円応教―第102回教祖祭 心に緩みなく、よき習慣を重ねる

 円応教(深田充啓教主)は1月6日、兵庫県丹波市の本部聖地において、深田千代子教祖(慈照院圓應智覺大姉)を偲ぶ「第102回教祖祭」を執り行った。
 教祖昇天の時刻にあたる午前5時に合わせて「墓前おつとめ」が営まれ、深田充啓教主をはじめ親族や責任役員が参列し、教会長、信者、崇敬者も「ささげ火」を手に加わった。厳かな空気に包まれる中、参列者は教祖への感謝と追慕の誠を静かに捧げた。
 午前10時半からの「墓前式典」は雨天のため本殿礼拝所で挙行された。各教会の教会旗が入場し、和太鼓の響きとともに教団旗、青年会旗、松明が掲げられる中、祭主の深田教主らが入座。「自覚反省懺悔文」の読経に続き、深田教主、責任役員、教会長らが順次焼香した。
26.01.06/円応教ヘ「教祖祭」ご親教/教団提供8693.jpg
 午後1時からは「祥月式典」が営まれ、献上の儀、おつとめの後、小坂匡弥理事長が新年のあいさつを述べた。続いて深田教主が「御親教」を行った(写真)
 深田教主は教典第81項の一節を引用し、「神仏に信仰のしんの不思議 行するには 常より夜も昼も心に緩みなしに 理前理解が人に対する常 また我一人いる時の心 信仰する人は先に心いみが第一のことです」との教祖のおことばを紹介。神仏の世界は理屈の上では分からないが、「一生懸命に行じてこそ、そこに神様や仏様の偉大なる力に救われたと感じます」と説いた。
 また、「常より夜も昼も心に緩みなしに」との教えについて、日々の生活において心の油断を戒め、よき習慣を積み重ねる大切さを強調した。
 さらに「理前理解が人に対する常」との教えに触れ、「人様に向かう時は常に理前を元に、相手を理解し、互いが理解し合えるようにしていかなければなりません」と説示。その上で「御教祖様のおことばを借りるならば、『あなたの中に私がある、我はあなたの中にある』との心境であってこそ、真実の道が分かってくるのではないか」と話した。
 最後に「どうか今年は『常より夜も昼も心に緩みなしに』とお教えくださるように、よき習慣を身につけるためにも、教会にお参りし、教会長先生、布教師の先生から御教祖様のおことばを頂き、自らが心掛け、戒めて頑張りましょう」と結んだ。
 


立正佼成会―「御親教」式典 「人を植える」信仰の原点を次代へ

 立正佼成会(庭野日鑛会長)は1月7日午前9時から、東京・杉並の本部大聖堂で「令和8年次『御親教』式典」を開催した。

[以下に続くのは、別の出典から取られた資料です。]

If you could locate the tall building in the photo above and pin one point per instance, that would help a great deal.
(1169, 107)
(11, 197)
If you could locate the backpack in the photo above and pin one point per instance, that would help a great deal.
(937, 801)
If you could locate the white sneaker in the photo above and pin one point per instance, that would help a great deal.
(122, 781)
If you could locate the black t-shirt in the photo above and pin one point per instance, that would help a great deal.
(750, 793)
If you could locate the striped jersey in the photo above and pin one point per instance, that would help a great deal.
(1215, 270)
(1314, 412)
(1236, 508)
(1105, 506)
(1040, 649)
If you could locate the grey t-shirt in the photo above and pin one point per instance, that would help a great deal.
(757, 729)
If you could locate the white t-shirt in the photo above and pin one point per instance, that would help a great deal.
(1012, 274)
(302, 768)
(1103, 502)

同式典は年頭にあたり、会員一人ひとりが法縁に触れた喜びをかみしめ、仏道精進の決意を新たにするもの。大聖堂には全国から会員が参集したほか、インターネットによる式典映像のライブ配信も行われた。
 式典は東京佼成ウインドオーケストラによる序奏で開式。国歌・会歌の斉唱に続き、庭野光次代会長を導師に読経供養が行われ、開祖さま讃歎歌「誓いを胸に」を斉唱した。
 年頭あいさつに立った熊野隆規理事長は、生物学者の福岡伸一氏の言葉を引きつつ、争いではなく協力へ、奪い合いではなく分かち合いへと向かう価値観の重要性に触れ、善いことを繰り返し重ねる歩みの大切さを強調。来るべき創立百周年(2038年)に向け、庭野日鑛会長が示す「人を植える(育てる)」を根本命題とし、その基盤は家庭教育にあると述べた。さらに、今年は庭野日敬開祖生誕120年に当たることから、庭野開祖の精神を改めて心に刻み、菩薩行の実践を一層深めていくよう呼びかけた。
 続いて、「決意の言葉」に立った熱海教会教務部長は、幼少期の孤独な体験や、長女を生後5カ月で亡くした悲しみを振り返りながら、機関紙『佼成』との出遇いを通して信仰の歩みを深めてきた自身の半生を語った。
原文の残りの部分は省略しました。